1. The Blue House on Sterling

    17.Feb.08, 23:27 EST Blog edited on: 18.Feb.08, 12:59 EST
    One of the most difficult writing assignments I've had was creating the still unpublished book The Blue House on Sterling.  I haven't worked on that book for a year now, but it's starting to nag me.  I wake up at night thinking about it, and one character from the book haunts me.  Being hauted by a character you brought to life is hard enough, but I made it worse on myself by creating a guy who's damn hard to ignore.  His name is Oscar Reynolds, and he's a central character in that particular novel.  He may be the toughest guy I ever created, and he only lived for one year.   Yeah, just one year.

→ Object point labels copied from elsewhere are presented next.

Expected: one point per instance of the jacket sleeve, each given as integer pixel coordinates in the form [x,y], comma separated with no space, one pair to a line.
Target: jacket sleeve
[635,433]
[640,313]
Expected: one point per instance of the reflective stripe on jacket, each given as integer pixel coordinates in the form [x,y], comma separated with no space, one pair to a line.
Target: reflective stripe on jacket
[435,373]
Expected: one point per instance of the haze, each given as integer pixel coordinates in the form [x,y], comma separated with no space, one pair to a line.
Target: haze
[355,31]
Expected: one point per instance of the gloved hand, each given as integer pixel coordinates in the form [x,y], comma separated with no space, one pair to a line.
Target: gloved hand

    The book is actually about an unusaul man who forgot who he was, lost his identify for a year, and in fact became a new character called Oscar Reynolds.  It's a story involving a disorder called dissociative fugue, a condition where the person in question just walks away from their life.  In researching the disorder, I found cases of people who disappeared, only to surface with a completely new identity many miles away.  No one knows for sure exactly why they forget their former identity, who they really are, but it seems that stress is partly the cause.  I person can become miserable enough with their existence that they just push it aside and become someone else.  Sometimes they snap out of it after a few weeks or months and go back home, but sometimes they must be hunted down and treated for the disorder.  When they regain their memory of who they previously were, they never remember their identity while in the fugue state.

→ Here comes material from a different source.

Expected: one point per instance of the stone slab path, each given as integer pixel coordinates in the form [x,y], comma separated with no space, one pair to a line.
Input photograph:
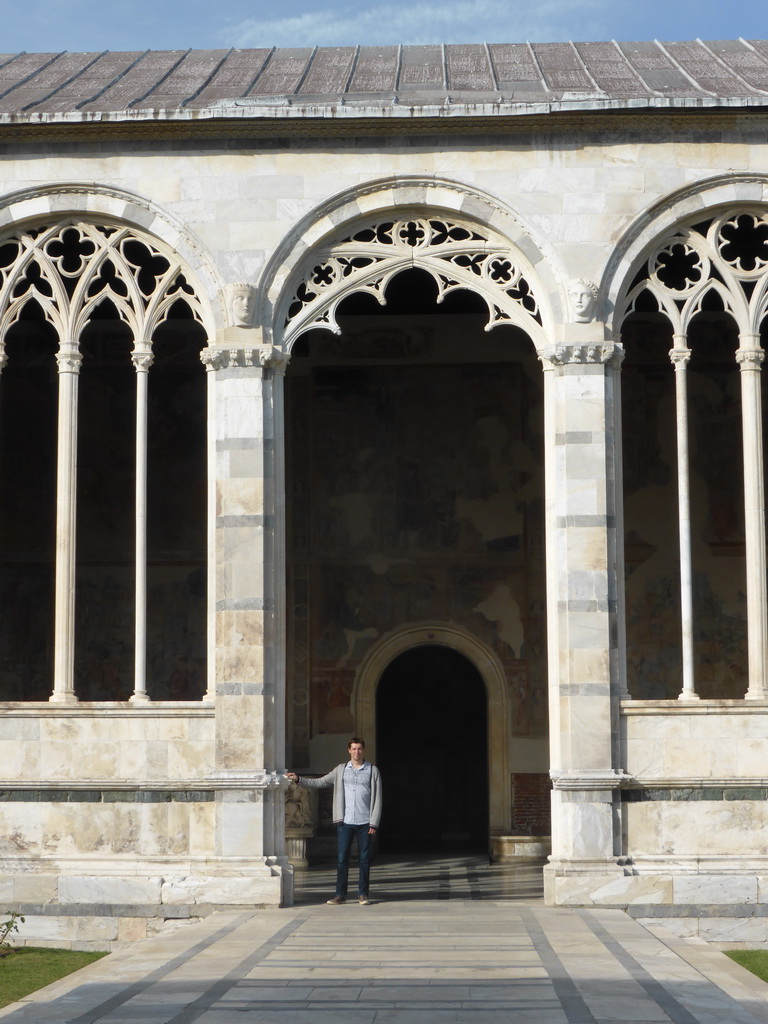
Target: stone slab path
[449,942]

    I can't speak for anyone but myself, but I've wanted to change identities from time to time.  I've been so miserable with the person I am that I would gladly have given up any memory of my identity to have something different.  But I worked through those difficult times without doing that . . . lived the life I'd always had, and ended up writing about a man who lost his real identity for awhile.

    A strange thing happened in the course of that novel.  I became very fond of Oscar Reynolds, the fugue state character, and we made friends in a most unusual way.  He never existed, not really, but what I brought to life in that novel is now still very much alive in my head.  Oscar, you see, was a make it happen kind of guy, a fellow who could step up to the plate and get a hit when you needed it.  He knew how to handle hard times because that's all he ever knew.  Oscar Reynolds, you see, was essentially a street person, a drifter.  The man he replaced for a year was a college professor, a smart man who had difficulty in dealing with a particular crisis in his life.  What he couldn't handle, Oscar took care of . . . and then he went away.

    I finished that novel still undecided about some things, and maybe that's why I can't bring myself to finish it . . . to do the polish work, the last bits of research to make sure my facts are right, and the rewriting so it can go to the publisher.  But Oscar comes around at night, stands in the shadows and looks at me through eyes only someone who's seen then can possibly imagine.  And I wake up talking to myself.  "You must finish it, you lazy sonofabitch.  You've got to finish it."  I'm just saying the words Oscar's eyes say . . . and I know that he's not going to go away.  I know that because I made him that way.

    The Blue House on Sterling is a story of recovery, and not just from a devastating stroke that nearly killed my character.  It digs into the deepest, darkest corners of our psyche, takes a close look at some life changing philosophies.  The book has many voices, but the one that seems to have left the most echoes is Oscar's - that common sense approach to meeting madness straight on and dealing with it.  Corpus Christi is the setting for this story, for the most part.  I know that city well now, and I can take you to the exact location where I met Oscar. 

    I pulled my car into an abandoned park in a bad part of town.  The place even had the smell of atrophy about it, but people still lived there - poor people, people who had no way out.  Not far away from where I parked, I could see an old graveyard, with tombstones broken or leaning to one side.  No one had obviously been buried there for many years . . . at least, not officially.  And then two men started walking toward me, just seemed to come from nowhere.  One was a tall white man with grey hair, long and pulled back under a baseball cap.  The other man was Latino, shorter and hefty.  Both men had a hard look about them.  I cranked my car and pulled slowly away, and they stopped and watched me drive off.  That's when I started thinking about Oscar, and within a few hours, he was born.

    That book is by far the best thing I've ever written.  Keep pushing Oscar, I need to finish it.  Keep pushing because readers will love you, if . . . . if . . . . I can ever give you a chance to make it to the pages of a real book, not just the hard drive of a computer.  Keep pushing, buddy.